Riding a string of improved earnings, Gap (NYSE: GPS) said Wednesday (April 17) that it will franchise its Old Navy brand in various international markets, including China.
"Gap Inc. is determined to build upon its product and revenue momentum in 2012, which was achieved as we focused on becoming the world's favorite for American style," said Gap CEO Glenn Murphy. "There is meaningful opportunity for our diverse portfolio of brands to gain share in the $1.4 trillion global apparel market."
Gap said it would start to franchise Old Navy next year "in key international markets. Additionally, (Gap) will consider building upon its success with Gap in China by exploring adding company-operated Old Navy and Banana Republic stores to this important market."
Interestingly, Gap added the all-but-obligatory throwaway reference to merged channel tactics, saying that it would do more than just have bricks-and-mortars operate on their own. As long as they were sharing the blindingly obvious, perhaps they should have said they intend to accept local currency and offer clothes in different colors.
Here is how they phrased their buzzword-laden merged channel intent: "In addition to Gap Inc.'s competitive advantage given its multiple brand, channel and geography model, the company plans to build upon its online success by delivering an industry-leading omni-channel platform for consumers as the retail landscape continues to merge online and brick-and-mortar shopping experiences.
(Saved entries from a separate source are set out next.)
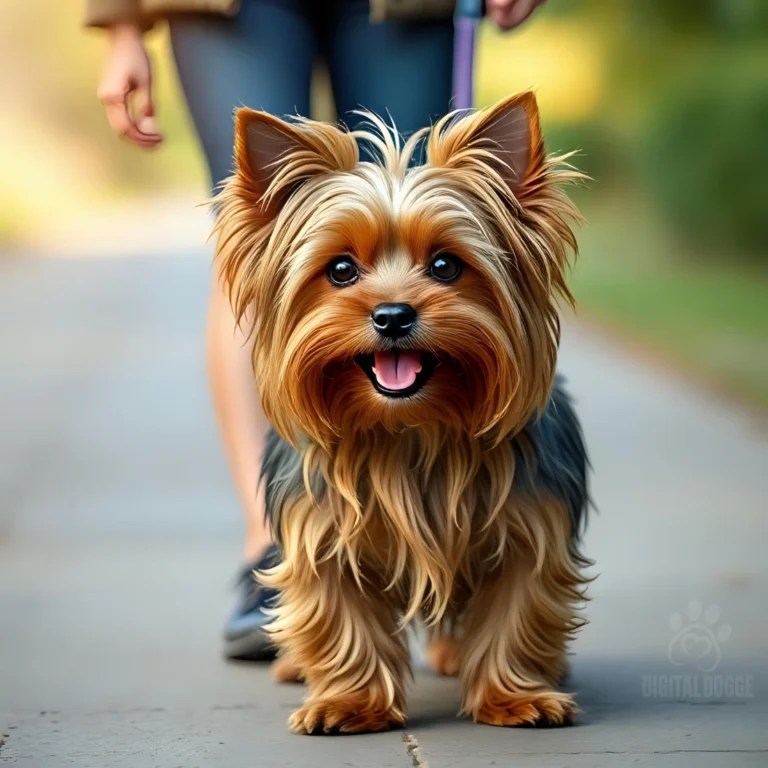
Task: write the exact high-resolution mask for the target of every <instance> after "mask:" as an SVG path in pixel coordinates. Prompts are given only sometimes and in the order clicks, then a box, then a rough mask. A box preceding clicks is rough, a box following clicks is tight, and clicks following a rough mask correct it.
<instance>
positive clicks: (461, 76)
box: [453, 0, 485, 109]
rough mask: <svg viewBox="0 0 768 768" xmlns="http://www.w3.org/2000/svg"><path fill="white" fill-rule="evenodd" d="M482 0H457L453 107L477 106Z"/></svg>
mask: <svg viewBox="0 0 768 768" xmlns="http://www.w3.org/2000/svg"><path fill="white" fill-rule="evenodd" d="M484 5H485V3H484V2H483V0H458V2H457V3H456V12H455V14H454V17H453V25H454V27H453V28H454V33H453V34H454V37H453V108H454V109H471V108H472V107H473V106H474V87H473V86H474V82H473V81H474V75H475V38H476V37H477V27H478V25H479V24H480V19H482V18H483V13H484V11H485V8H484Z"/></svg>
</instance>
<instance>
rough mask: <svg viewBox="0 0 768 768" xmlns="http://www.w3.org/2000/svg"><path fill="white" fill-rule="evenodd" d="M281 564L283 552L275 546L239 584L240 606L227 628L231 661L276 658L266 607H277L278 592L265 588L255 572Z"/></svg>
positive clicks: (259, 660)
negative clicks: (279, 551) (254, 574)
mask: <svg viewBox="0 0 768 768" xmlns="http://www.w3.org/2000/svg"><path fill="white" fill-rule="evenodd" d="M279 561H280V553H279V551H278V549H277V547H276V546H275V545H274V544H273V545H272V546H271V547H270V548H269V549H268V550H267V551H266V553H265V554H264V556H263V557H262V558H261V560H259V561H258V562H256V563H252V564H250V565H247V566H246V567H245V568H244V569H243V572H242V573H241V574H240V577H239V579H238V581H237V589H238V590H239V593H240V594H239V597H238V605H237V607H236V608H235V610H234V612H233V613H232V615H231V616H230V617H229V620H228V621H227V623H226V625H225V627H224V655H225V656H226V657H227V658H228V659H242V660H244V661H269V660H270V659H273V658H274V657H275V648H274V647H273V645H272V642H271V640H270V638H269V635H268V633H267V632H266V631H265V630H264V627H265V626H266V625H267V624H268V623H269V621H270V620H271V617H270V616H268V615H267V614H266V613H265V612H264V609H265V608H271V607H273V605H274V603H275V599H276V598H277V591H276V590H274V589H268V588H267V587H263V586H262V585H261V584H259V582H258V581H256V579H255V577H254V575H253V572H254V571H260V570H264V569H265V568H271V567H272V566H273V565H276V564H277V563H278V562H279Z"/></svg>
This end-to-end system, which includes capabilities such as ship-from-store, find-in-store and reserve-in-store, is designed to leverage Gap Inc. channels and resources to drive store traffic and conversion, while meeting the needs of customers who increasingly demand an integrated shopping experience."
It's good to know that they'll also be exporting meaningless marketing jargon overseas. It Gap wants to actually deliver some merged channel capabilities that are not already offered by every other major retailer, then that would be worth a news release.